The Senate vote is on whether to extend once again the 3.4 percent interest rate that Congress set on a certain class of student loans. That temporary rate, which lapsed last week, has been a potent political tool for years. It started as a Democratic 2006 midterm campaign gimmick. In the past couple of years, politicians from both parties have cited their passionate objection to its expiration as proof that they care more about students than do their opponents.

But the 3.4 percent rate is expensive policy based on Congress’s whim, and it’s not the best way to promote college affordability. Pell Grants go to the neediest of students. A strong income-based repayment system, meanwhile, is a more efficient safety net than is offering a low, fixed rate even to students who go on to make gobs of money after graduation.

Instead of continuing to fix rates based on politics and guaranteeing more distraction in a year’s time, lawmakers should finally end the mindless, recurring skirmishes over this issue. Luckily, there are serious plans on the table to do that, and politicians willing to act on them. The president has proposed pegging rates on student loans to that at which the government borrows money, plus a modest markup. The GOP-led House has proposed roughly the same thing, though with some substantive differences. Now the action is in the Senate, where those differences can and should be ironed out.

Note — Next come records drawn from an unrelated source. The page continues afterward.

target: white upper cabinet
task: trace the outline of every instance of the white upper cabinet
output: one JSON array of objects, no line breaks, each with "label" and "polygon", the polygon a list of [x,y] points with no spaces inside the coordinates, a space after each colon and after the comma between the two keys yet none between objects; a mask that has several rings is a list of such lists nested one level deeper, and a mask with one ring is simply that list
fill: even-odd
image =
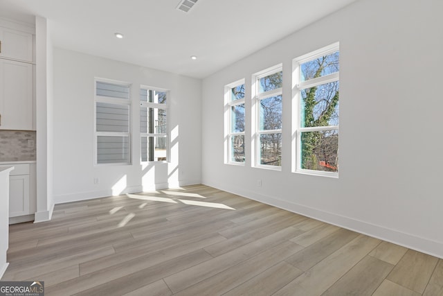
[{"label": "white upper cabinet", "polygon": [[0,58],[33,62],[33,35],[0,27]]},{"label": "white upper cabinet", "polygon": [[0,58],[0,130],[35,130],[33,67]]}]

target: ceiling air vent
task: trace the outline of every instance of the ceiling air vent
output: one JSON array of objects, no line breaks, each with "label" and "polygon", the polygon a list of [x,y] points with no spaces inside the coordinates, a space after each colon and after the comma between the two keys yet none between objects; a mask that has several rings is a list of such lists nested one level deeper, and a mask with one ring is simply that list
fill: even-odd
[{"label": "ceiling air vent", "polygon": [[181,10],[184,12],[189,12],[192,6],[199,0],[181,0],[177,6],[179,10]]}]

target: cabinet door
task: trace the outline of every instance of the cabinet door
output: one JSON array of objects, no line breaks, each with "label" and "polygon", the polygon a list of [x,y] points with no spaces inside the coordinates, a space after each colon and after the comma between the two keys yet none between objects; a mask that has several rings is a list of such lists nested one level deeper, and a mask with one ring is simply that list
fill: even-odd
[{"label": "cabinet door", "polygon": [[0,58],[33,62],[33,35],[0,27]]},{"label": "cabinet door", "polygon": [[29,215],[29,175],[9,177],[9,216]]},{"label": "cabinet door", "polygon": [[0,59],[0,129],[34,130],[33,65]]}]

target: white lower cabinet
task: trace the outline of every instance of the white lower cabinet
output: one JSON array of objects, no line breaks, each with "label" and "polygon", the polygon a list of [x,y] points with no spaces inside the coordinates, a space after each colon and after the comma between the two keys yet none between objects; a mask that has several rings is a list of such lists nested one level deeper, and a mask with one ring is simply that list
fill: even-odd
[{"label": "white lower cabinet", "polygon": [[29,215],[30,214],[30,201],[29,175],[10,175],[9,177],[9,217]]},{"label": "white lower cabinet", "polygon": [[33,221],[36,210],[35,163],[2,164],[14,166],[9,175],[9,223]]}]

At first such a system would result in rates lower than where they are now — 6.8 percent, following their reset upward. That’s better for soon-to-be debtors, but it also means reform would cost the government more relative to current law, at least for a time. Yet the system would also be more flexible and much more sustainable in the long term, guaranteeing that rates reflect the government’s cost of borrowing and the real economy, not simply the politics of the moment. And though student interest rates might fluctuate like everyone else’s, the amount the government helps students would not change. As long as lawmakers fill in some of the details reasonably, the policy is worth the price.

With the president and the House in near-alignment, the Senate has no excuse to fail. Mr. Obama should press Democrats hard and work with Republicans to strike a deal, not to vote for dead-end policy.